Esto me mantiene conectado con mi experiencia real en lugar de con algún plan predeterminado que tal vez ya no me sirva.
Lo más importante es recordar que la energía es fluida. Tus intenciones pueden evolucionar a medida que lo haces. Eso no es fracaso, eso es estar vivo.
Cuando tus intenciones necesitan cambiar
Algo que desearía que alguien me hubiera dicho antes: es completamente normal que las intenciones se transformen y cambien a lo largo del año. En realidad, es saludable.
El verano pasado, tuve esta hermosa intención de cultivar el flujo creativo en mi vida. Saqué tiempo para escribir, instalé un magnífico rincón de arte en mi sala de estar e incluso compré cuadernos nuevos y elegantes (porque aparentemente así es como me motivo).
Entonces mi papá se enfermó.
De repente, mi intención de flujo creativo se sintió completamente desalineada con lo que la vida me pedía. En lugar de abandonar mi práctica por completo, dejé que la intención evolucionara. El flujo creativo se convirtió en encontrar momentos de belleza y significado en el cuidado. Parecía escuchar realmente durante nuestras llamadas telefónicas o notar cómo cambiaba la luz en su habitación del hospital a lo largo del día.
Misma energía, diferente expresión.
Cuando la vida presenta obstáculos, las metas rígidas se hacen añicos. Pero las intenciones energéticas pueden doblarse y adaptarse sin dejar de servir a su crecimiento más profundo.
Presta atención cuando tus intenciones empiecen a parecer forzadas o irrelevantes. Suele ser una señal de que algo quiere cambiar. Pregúntate: ¿Qué quiere llegar a ser esta intención ahora? ¿Cómo puedo honrar la energía central mientras ajusto la forma?

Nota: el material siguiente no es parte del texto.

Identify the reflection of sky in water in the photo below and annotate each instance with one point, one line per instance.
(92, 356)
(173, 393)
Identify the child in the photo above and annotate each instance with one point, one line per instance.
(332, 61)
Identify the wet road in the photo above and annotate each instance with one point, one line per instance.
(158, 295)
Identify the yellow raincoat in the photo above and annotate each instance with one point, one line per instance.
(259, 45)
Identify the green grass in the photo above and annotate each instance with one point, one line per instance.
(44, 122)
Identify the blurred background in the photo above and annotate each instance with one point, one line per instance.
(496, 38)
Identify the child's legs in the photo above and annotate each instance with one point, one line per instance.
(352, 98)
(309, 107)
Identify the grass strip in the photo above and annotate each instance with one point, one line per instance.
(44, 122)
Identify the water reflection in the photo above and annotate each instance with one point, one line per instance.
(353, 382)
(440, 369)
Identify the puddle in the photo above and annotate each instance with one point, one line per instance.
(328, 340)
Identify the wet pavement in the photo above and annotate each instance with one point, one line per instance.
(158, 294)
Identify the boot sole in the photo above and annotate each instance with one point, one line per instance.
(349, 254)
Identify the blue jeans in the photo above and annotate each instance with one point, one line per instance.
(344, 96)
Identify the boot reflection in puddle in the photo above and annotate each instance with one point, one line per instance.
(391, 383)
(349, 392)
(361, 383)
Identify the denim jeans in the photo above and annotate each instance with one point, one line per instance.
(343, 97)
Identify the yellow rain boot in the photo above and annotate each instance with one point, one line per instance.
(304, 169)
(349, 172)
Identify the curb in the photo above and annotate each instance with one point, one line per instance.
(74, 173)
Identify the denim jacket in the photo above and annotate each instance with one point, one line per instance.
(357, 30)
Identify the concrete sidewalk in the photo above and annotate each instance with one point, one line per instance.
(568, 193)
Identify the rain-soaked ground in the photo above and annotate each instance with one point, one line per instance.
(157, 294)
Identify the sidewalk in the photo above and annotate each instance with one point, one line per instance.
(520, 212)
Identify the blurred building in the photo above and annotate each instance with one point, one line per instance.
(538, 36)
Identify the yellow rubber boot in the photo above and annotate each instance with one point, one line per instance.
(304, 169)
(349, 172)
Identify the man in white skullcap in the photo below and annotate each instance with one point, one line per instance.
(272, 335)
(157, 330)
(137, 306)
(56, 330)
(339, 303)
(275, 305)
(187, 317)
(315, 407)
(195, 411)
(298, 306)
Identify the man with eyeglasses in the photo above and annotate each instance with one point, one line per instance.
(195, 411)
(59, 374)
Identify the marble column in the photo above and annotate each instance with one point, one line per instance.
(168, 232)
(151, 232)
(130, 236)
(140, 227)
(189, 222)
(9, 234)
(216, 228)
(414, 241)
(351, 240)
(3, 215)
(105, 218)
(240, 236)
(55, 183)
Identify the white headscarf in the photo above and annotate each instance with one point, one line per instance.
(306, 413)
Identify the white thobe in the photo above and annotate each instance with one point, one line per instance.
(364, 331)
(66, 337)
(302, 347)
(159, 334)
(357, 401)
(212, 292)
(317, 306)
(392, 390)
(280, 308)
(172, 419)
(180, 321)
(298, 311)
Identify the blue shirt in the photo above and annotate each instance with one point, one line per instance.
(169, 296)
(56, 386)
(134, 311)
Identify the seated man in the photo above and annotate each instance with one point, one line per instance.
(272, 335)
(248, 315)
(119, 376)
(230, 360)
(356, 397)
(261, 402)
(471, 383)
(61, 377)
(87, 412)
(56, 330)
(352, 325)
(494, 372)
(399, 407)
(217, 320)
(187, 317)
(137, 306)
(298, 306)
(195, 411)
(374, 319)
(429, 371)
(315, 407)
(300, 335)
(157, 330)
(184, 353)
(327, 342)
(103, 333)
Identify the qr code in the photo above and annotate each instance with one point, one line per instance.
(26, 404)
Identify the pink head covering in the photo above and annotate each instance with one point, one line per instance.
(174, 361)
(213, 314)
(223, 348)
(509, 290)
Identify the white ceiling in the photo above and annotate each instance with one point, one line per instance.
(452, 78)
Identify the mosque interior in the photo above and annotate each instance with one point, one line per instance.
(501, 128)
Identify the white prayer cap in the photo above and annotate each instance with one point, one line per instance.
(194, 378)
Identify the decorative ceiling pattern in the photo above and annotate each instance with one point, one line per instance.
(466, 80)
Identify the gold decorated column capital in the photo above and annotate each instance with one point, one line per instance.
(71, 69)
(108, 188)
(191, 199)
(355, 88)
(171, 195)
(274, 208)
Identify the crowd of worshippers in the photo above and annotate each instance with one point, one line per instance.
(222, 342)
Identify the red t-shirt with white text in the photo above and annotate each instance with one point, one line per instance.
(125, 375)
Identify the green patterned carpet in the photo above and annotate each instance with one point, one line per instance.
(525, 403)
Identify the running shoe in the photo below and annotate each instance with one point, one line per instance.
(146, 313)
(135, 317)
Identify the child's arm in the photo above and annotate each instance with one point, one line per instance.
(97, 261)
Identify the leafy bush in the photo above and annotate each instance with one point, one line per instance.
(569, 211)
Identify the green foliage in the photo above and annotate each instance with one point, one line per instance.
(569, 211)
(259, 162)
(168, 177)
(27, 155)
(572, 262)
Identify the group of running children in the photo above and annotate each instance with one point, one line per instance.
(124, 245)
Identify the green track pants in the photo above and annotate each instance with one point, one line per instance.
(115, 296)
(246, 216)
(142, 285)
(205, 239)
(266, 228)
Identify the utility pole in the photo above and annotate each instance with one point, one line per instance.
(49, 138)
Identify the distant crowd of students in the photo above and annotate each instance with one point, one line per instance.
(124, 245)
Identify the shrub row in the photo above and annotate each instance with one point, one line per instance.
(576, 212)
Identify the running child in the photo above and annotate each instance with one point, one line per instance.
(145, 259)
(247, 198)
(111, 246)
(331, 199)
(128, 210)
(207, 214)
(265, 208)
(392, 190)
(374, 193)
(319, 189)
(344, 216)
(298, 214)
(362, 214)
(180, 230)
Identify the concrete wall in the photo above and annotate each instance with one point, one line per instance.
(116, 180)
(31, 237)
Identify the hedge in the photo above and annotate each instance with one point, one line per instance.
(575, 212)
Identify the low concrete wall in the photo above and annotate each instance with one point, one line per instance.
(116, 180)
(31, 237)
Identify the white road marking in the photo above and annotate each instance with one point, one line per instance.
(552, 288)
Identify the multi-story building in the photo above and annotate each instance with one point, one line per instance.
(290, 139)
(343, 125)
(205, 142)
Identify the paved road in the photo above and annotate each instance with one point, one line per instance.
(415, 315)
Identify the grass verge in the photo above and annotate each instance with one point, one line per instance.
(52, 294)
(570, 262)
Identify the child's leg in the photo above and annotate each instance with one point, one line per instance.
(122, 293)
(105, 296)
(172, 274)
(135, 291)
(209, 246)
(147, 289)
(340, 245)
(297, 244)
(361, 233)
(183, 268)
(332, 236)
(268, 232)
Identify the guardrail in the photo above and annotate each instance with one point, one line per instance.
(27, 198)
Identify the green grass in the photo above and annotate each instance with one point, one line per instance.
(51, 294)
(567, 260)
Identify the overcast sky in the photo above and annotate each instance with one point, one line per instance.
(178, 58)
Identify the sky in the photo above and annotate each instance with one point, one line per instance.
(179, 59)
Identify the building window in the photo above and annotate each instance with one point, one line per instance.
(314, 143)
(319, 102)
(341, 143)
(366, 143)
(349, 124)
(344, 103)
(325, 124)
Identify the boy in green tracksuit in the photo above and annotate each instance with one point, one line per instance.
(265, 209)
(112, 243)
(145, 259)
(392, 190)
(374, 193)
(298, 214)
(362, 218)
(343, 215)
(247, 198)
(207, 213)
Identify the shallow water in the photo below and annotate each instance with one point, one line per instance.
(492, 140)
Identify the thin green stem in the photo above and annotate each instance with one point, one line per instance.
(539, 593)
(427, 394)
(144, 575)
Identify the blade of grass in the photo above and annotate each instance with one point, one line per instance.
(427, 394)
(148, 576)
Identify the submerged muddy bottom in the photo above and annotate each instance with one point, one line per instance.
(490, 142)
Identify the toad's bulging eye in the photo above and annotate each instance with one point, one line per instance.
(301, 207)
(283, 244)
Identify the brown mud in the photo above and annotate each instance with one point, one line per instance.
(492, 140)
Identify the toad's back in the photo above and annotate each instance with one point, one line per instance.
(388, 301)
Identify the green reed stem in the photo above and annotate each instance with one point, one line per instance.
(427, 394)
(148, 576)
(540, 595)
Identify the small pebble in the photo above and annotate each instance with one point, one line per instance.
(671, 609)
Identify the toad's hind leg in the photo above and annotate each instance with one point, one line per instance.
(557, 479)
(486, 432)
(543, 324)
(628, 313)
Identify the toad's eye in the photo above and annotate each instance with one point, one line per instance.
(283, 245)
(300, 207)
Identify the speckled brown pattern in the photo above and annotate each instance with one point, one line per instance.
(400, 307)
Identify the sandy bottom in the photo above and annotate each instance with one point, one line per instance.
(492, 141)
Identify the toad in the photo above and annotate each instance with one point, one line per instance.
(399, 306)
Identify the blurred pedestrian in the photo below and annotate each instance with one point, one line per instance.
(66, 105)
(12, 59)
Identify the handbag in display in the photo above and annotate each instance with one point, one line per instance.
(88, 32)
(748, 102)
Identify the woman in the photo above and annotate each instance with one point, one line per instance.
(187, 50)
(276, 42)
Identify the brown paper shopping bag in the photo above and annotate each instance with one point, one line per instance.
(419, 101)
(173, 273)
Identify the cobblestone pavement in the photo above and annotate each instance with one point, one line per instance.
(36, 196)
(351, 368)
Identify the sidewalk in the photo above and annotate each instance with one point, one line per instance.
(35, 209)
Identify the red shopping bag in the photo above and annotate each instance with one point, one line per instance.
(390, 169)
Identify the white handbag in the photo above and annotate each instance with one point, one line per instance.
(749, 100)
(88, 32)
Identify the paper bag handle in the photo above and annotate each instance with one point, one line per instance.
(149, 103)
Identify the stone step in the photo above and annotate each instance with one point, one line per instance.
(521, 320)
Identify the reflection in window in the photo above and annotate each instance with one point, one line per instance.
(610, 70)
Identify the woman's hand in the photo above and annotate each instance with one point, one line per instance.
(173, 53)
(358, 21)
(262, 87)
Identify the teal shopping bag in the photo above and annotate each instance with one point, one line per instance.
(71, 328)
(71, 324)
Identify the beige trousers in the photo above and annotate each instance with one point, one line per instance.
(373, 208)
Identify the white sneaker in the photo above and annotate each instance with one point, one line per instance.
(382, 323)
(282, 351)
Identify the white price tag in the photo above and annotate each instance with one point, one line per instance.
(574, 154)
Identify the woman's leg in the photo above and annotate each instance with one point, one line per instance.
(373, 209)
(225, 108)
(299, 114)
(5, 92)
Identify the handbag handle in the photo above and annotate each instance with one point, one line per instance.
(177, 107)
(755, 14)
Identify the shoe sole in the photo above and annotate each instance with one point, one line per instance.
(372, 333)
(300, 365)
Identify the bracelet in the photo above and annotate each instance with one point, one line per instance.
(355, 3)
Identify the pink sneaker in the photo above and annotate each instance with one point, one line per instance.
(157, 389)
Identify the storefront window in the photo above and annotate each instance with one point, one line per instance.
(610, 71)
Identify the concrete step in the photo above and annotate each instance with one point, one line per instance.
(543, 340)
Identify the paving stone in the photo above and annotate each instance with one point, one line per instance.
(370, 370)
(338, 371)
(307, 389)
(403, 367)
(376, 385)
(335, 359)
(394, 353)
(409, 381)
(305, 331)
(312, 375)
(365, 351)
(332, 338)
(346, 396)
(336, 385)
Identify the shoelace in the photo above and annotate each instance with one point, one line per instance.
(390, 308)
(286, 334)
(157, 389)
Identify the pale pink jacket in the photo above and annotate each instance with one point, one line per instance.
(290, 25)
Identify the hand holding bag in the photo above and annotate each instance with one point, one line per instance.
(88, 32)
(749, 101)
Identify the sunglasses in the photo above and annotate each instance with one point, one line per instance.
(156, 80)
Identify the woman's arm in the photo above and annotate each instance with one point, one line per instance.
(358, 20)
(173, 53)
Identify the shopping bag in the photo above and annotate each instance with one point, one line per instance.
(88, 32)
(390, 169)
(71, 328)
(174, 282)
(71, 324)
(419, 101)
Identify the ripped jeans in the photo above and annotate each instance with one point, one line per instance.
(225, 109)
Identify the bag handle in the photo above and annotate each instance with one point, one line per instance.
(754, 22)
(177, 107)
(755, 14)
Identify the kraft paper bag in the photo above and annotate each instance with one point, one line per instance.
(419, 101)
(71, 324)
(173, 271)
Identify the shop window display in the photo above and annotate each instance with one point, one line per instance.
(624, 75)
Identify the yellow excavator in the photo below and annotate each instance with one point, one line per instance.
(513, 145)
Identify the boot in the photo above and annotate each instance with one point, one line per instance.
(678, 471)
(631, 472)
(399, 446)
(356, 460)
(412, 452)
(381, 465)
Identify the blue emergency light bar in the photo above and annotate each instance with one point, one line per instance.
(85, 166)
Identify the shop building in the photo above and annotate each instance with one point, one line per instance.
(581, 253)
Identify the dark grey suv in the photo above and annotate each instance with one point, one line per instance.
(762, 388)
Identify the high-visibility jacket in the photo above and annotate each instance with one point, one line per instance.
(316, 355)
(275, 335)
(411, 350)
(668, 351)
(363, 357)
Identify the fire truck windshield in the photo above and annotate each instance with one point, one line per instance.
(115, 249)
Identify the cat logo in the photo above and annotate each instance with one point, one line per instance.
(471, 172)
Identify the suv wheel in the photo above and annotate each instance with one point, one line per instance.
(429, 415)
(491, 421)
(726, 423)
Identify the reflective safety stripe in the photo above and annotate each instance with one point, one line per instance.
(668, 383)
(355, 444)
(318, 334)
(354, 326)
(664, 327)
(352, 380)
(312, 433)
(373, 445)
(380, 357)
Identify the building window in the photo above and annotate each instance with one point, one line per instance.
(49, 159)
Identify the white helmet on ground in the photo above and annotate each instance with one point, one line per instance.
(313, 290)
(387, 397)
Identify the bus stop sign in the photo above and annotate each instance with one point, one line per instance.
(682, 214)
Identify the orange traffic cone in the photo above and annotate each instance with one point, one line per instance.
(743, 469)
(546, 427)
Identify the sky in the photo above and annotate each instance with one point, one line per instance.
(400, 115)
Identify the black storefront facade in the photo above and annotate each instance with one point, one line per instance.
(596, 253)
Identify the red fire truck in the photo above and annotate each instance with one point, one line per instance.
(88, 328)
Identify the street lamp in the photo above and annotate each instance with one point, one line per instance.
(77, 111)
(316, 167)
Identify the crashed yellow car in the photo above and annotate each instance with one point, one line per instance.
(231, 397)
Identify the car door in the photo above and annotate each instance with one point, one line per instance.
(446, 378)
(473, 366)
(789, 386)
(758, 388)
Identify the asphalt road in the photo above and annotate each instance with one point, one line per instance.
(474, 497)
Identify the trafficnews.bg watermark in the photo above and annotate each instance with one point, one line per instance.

A veces las intenciones necesitan hacerse más grandes. A veces necesitan hacerse más pequeños. A veces necesitan hacer una pausa completa mientras usted atiende asuntos más urgentes. Todo esto es normal y necesario.
El objetivo no es ceñirse a su plan original pase lo que pase. El objetivo es permanecer conectado con tu energía auténtica y dejar que tus intenciones sirvan a esa conexión.
Confía en el proceso, incluso cuando no se parece a lo que esperabas.
¿Qué pasaría si este año, en lugar de forzarte a aceptar la versión de éxito de otra persona, dejaras que tu propia energía te guíe hacia lo que realmente quiere surgir?